Sahaij Sekhon

Personal information
- Born: 1 September 2001 (age 25)
- Listed height: 1.94 m (6 ft 4 in)

Career information
- High school: Vivek High School, SD School
- College: GGDSD College
- Position: Point guard

Career history
- 2021–2022: Chandigarh
- 2022–2025: Indian Railways
- 2025–Present: Omni Erdenet Miners

Career highlights
- 1× National Basketball Championship MVP (2020);

= Sahaij Sekhon =

Indian basketball player

Sahaij Pratap Singh Sekhon (born 1 September 2001), is an Indian professional basketball player.

==Early life==
As a kid, Sahaij Sekhon started out playing cricket, wanting to be a batsman. In second grade, he shifted to soccer. It was while playing soccer that his first coach Rakesh Kumar scouted him along with Asadh Singh, another national-level player. Kumar recalled that Sekhon played with quickness and guile like none other he had seen before.
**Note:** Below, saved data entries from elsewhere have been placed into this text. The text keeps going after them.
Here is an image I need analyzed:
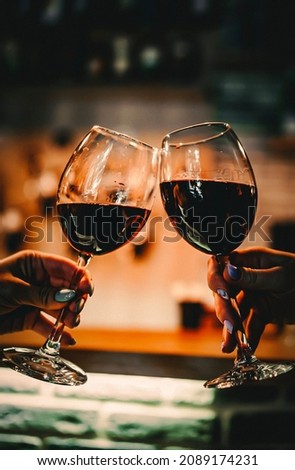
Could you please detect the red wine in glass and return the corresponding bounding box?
[160,179,257,256]
[57,203,151,256]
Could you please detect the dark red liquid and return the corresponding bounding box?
[57,203,151,256]
[160,180,257,255]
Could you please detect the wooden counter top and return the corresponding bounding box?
[1,323,294,361]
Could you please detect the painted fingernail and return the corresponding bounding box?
[74,316,81,327]
[89,281,94,297]
[69,337,76,346]
[216,288,230,300]
[224,319,233,334]
[55,289,76,302]
[227,263,242,281]
[75,298,85,314]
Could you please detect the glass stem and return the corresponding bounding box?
[38,252,92,357]
[230,297,255,364]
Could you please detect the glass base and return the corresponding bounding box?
[204,358,295,389]
[2,347,87,386]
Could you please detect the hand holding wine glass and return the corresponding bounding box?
[207,247,295,354]
[0,250,93,341]
[3,125,159,386]
[160,122,294,388]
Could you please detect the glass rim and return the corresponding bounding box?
[91,125,158,152]
[162,122,232,147]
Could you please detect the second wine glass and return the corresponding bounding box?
[160,122,294,388]
[3,125,159,386]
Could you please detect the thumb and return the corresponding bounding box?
[15,283,77,310]
[224,263,286,292]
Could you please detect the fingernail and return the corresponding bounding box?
[74,316,81,327]
[227,263,242,281]
[221,341,225,352]
[224,319,233,334]
[89,281,94,297]
[55,289,76,302]
[216,288,230,300]
[69,337,76,346]
[75,298,85,314]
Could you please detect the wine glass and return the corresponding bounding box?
[160,122,294,389]
[3,125,159,386]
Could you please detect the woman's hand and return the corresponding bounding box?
[0,250,94,345]
[207,247,295,353]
Despite his relatively short stature back then, coach Rakesh recommended that he take up basketball because he felt that it would suit Sahaij Sekhon's skill set better. Sekhon effectively destroyed all other teams in the school's inter-house tournament, often not letting the other team score a single point.

==Playing career==
At Vivek High School in Chandigarh, Sahaij Sekhon played with the U-19 team in 2017 while being one of the youngest and shortest players. Coach Rakesh stayed with Sekhon as his mentor. During 11th grade, Sahaij Sekhon transferred to SD School. Around the same time, he had a massive growth spurt, where he grew 8 inches within a short period of time to reach 6 feet 4 inches.

Sahaij Sekhon played for his home city Chandigarh in both U-16 and U-17 competitions. In 2020, he won the Most Valuable Player award in the Senior Nationals.
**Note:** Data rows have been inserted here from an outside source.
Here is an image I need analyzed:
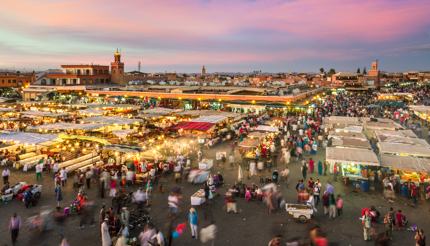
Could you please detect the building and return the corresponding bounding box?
[36,65,110,86]
[366,60,380,88]
[111,49,125,84]
[201,65,206,76]
[0,71,35,88]
[331,72,360,87]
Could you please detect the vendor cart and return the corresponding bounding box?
[285,203,314,223]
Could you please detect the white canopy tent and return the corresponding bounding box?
[326,147,379,166]
[381,154,430,173]
[30,122,107,131]
[0,132,58,145]
[378,142,430,158]
[190,115,228,124]
[254,125,279,133]
[82,116,142,125]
Sekhon has also played for GGDSD College where he has studied for his Bachelor's degree.

===National team===
Because of Sekhon's dominant High School performances, coach Rakesh recommended to his family that they take him to coach Amarjeet Singh who had worked with India's senior national team in the past. Amarjeet Singh noticed that Sekhon's skillsets were leaning more towards a defensive-minded Point guard.

During India's Senior National Basketball Championship, Sekhon was playing with his Chandigarh team against Uttar Pradesh. India's national team coach Veselin Matić approached Sekhon's team manager and subsequently invited Sekhon to the National team training camp in January 2020.

At the 2021 FIBA Asia Cup qualification do-or-die game against Palestine, Sekhon acted as a game-changer as through his defense he locked down Palestine' top scorer Kyndall Dykes.

==Player profile==
Sekhon is known especially for his quickness and defensive abilities.